When a business registers on the Arova platform, we collect:

i. Full name of the account owner.
ii. Business name and business registration details.
iii. Email address and phone number.
iv. Business category, country of operation, and currency.
v. Billing information for paid subscription plans (processed by our payment partner — we do not store card details).
vi. Login credentials (passwords are stored in encrypted form and never readable by Arova staff).
vii. Business logo and branding assets if uploaded by the merchant.
viii. Configuration settings chosen by the merchant (reward rates, rules, branch structure).

3.2 Data collected from customers (collected by merchants using our platform)

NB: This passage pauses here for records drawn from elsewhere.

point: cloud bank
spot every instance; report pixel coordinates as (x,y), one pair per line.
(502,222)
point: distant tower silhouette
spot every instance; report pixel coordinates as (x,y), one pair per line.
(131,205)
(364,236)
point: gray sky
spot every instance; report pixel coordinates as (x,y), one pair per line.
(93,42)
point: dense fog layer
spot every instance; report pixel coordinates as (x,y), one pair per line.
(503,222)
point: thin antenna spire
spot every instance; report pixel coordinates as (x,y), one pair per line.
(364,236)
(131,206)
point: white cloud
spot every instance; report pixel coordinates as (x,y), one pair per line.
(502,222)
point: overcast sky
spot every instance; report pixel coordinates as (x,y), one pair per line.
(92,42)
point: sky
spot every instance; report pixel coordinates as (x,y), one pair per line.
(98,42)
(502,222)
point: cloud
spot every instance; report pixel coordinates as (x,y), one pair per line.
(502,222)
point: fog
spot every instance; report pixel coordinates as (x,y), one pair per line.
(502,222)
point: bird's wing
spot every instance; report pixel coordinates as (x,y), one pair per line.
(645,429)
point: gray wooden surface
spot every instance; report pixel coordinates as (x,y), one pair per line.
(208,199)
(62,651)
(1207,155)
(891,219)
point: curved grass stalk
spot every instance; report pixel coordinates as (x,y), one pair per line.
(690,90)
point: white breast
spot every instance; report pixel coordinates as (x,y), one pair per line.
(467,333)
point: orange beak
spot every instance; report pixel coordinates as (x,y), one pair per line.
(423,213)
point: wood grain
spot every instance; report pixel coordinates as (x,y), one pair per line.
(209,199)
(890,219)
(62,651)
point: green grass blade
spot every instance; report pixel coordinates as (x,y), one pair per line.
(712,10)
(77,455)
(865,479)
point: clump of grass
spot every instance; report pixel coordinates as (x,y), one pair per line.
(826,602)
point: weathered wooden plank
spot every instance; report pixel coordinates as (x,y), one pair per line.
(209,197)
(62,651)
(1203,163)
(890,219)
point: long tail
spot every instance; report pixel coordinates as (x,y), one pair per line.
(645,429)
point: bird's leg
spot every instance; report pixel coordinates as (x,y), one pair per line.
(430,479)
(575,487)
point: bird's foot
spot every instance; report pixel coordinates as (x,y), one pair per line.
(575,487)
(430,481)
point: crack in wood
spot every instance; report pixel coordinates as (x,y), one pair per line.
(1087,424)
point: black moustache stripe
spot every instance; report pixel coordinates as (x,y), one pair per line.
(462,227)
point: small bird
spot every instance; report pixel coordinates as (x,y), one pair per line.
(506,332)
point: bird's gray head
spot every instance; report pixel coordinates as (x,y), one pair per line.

When merchants record transactions for their customers on the Arova platform, the following data is collected and stored:

i. Customer phone number (primary account identifier).
ii. Customer full name (if provided by the merchant).
iii. Purchase amounts and transaction dates.
iv. Loyalty points balance and full transaction history.
v. Redemption history.
vi. Visit frequency and lifetime spend with that merchant.
vii. Custom fields configured by the merchant (e.g. email address, date of birth, if enabled).

3.3 Technical and usage data

When you use the Arova platform or website, we may automatically collect:

i. IP address and device type.
ii. Browser type and version.
iii. Pages visited and time spent on the platform.
iv. Login timestamps and session data.
v. Error logs and system diagnostic data.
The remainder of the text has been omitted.